With one sister so much in her mind, it was very disconcerting to see the other pass directly between her and the object of her surveillance.
Sophie stopped dead, though only for a moment. Was it her sister, indeed? The full red lips were Amelia’s, the fair curling hair and the rather supercilious carriage, but the woman before her was masqued, of course, and (like Sophie herself) attired with a magnificence quite foreign to the erstwhile denizens of Callender Hall. The voice, however, settled the matter instantly.
“My dear Mr. Woodville,” she heard Amelia say, with a simpering laugh, to her companion, “you are too kind . . .”
And he returned a fatuously adoring smile, patting the gloved hand that rested on his arm.
Woodville. Sophie frowned with the effort to remember as they moved beyond her view. One of the Professor’s students, but which? And whatever can the Professor have been thinking of, to bring Amelia with him on such an errand? He must be very sure of its success . . . But the discovery that she had lost sight of Lord Merton drove these lesser considerations from her mind.
To her immense relief, she spotted him again almost at once; he had stopped to speak with someone, just out of her view. After a moment he moved on, only to stop again, and again, so that she was obliged to pause likewise, and return the nods and smiles of strangers, lest she draw uncomfortably near.
At length, however, Lord Merton—though not ceasing to meander, apparently at random, through the increasingly loquacious crowd—began to pause more rarely, and to linger less, until at last he passed out of the public rooms altogether. Having so ruthlessly narrowed her focus, Sophie could not help seeing how much more purposeful he now looked, how alert were the occasional glances he threw over either shoulder, but the import of these signs quite escaped her, until—seeing her quarry come to a halt before a large, imposing oaken door, and rap upon it a complicated rhythmic pattern—she paused to look about her, and saw nothing and no one between cat and mouse but a silent, empty corridor.
Lord Merton cocked his head. Slowly his face turned towards Sophie, and for a moment she stood frozen, terrified, as though she could possibly have come this far unnoticed and yet be discovered now. He looked directly at her; she did her best to vanish into her surroundings; and after a moment he shrugged his bony shoulders and with a rueful chuckle turned away.
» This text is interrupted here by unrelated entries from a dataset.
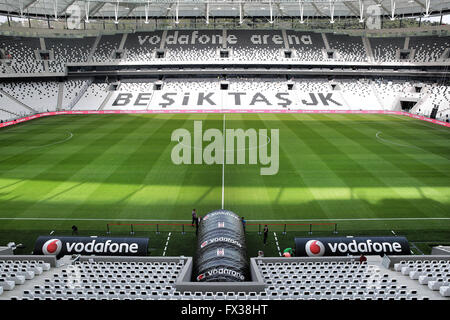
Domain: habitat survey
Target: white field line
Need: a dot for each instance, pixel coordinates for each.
(166, 220)
(394, 143)
(223, 163)
(57, 142)
(167, 244)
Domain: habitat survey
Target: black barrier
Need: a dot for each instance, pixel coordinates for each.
(343, 246)
(100, 246)
(221, 251)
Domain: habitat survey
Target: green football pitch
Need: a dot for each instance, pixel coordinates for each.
(363, 174)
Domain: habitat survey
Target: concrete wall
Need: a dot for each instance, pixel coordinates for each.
(46, 259)
(389, 261)
(440, 250)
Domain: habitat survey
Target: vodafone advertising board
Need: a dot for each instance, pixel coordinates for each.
(343, 246)
(99, 246)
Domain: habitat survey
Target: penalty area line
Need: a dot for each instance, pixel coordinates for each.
(167, 220)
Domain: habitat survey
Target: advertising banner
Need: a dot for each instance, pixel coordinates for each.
(343, 246)
(99, 246)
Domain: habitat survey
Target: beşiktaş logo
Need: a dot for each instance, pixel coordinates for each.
(220, 239)
(220, 271)
(315, 248)
(222, 148)
(52, 247)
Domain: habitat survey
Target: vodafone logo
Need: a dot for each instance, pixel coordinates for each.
(52, 247)
(201, 277)
(314, 248)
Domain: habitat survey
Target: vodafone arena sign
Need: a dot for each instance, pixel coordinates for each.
(99, 246)
(343, 246)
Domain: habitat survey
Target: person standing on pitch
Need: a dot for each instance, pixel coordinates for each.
(197, 223)
(265, 234)
(194, 217)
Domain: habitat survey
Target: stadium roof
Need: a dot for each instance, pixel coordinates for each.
(121, 9)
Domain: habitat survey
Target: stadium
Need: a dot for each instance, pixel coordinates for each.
(224, 150)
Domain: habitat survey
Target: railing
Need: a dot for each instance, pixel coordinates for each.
(132, 228)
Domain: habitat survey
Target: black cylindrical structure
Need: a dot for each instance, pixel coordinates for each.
(221, 250)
Then the door swung inward, opened by some unseen hand, and he stepped forward. Quickly, before she could think better of it, Sophie stole up behind him and followed him in.
* * *
A fire crackled below a ponderous carven mantelpiece—merrily, one might have said—and was the room’s only source of light. It illuminated, besides the scarecrow in scholar’s clothing that was Lord Merton, a man of middling height and middling girth, altogether undistinguished but for the shock of golden curls, gleaming in the fitful light, that showed above his green velvet masque. Having motioned the newcomer to a chair, this man paced to and fro before the hearth, passing sometimes so near to Sophie that she could see the tiny beads of perspiration that bedewed those artfully disarranged curls. In his hand he clutched something—a slip of writing-paper, she saw at last.
“Calm yourself, Wrexham, I beg,” Lord Merton said, leaning negligently back in his seat. He pulled off his masque to fan his face, a slow, hypnotic motion. “What can have happened to put you in such a state?”
“You shall know soon enough,” the other snapped—yes, it was the Queen’s brother, of course.
Sophie started when the complicated knock came again. Lord Wrexham crossed the small room and opened the door to admit Viscount Carteret and another masqued, elegantly dressed stranger, and after them, narrowly avoiding the backswing of the great oaken door, Sieur Germain de Kergabet, who secreted himself in the shadows on either side of the door.
“Why have you summoned us now?” demanded Lord Carteret. “Have we not duties to perform?”
Lord Merton half turned towards the door, and Sophie’s heart leapt into her throat. Hastily she extended her concealing magick to embrace Sieur Germain, as well as Gray and herself; she now felt stretched very thin indeed, but there was nothing else to be done.
“Shall I set the wards?” the don said. “Or do we wait?” He spoke delicately, as though the question meant much more than appeared.
The others, too, had now removed their masques, so that Sophie could clearly see Lord Wrexham and the handsome young stranger—surely the healer, Lord Spencer—exchange a hard, cold look. “Set them now,” said the former, and, with another shrug, Lord Merton did so. His spell was long and elaborate, yet Sophie scarcely felt the whisper of his warding-magick.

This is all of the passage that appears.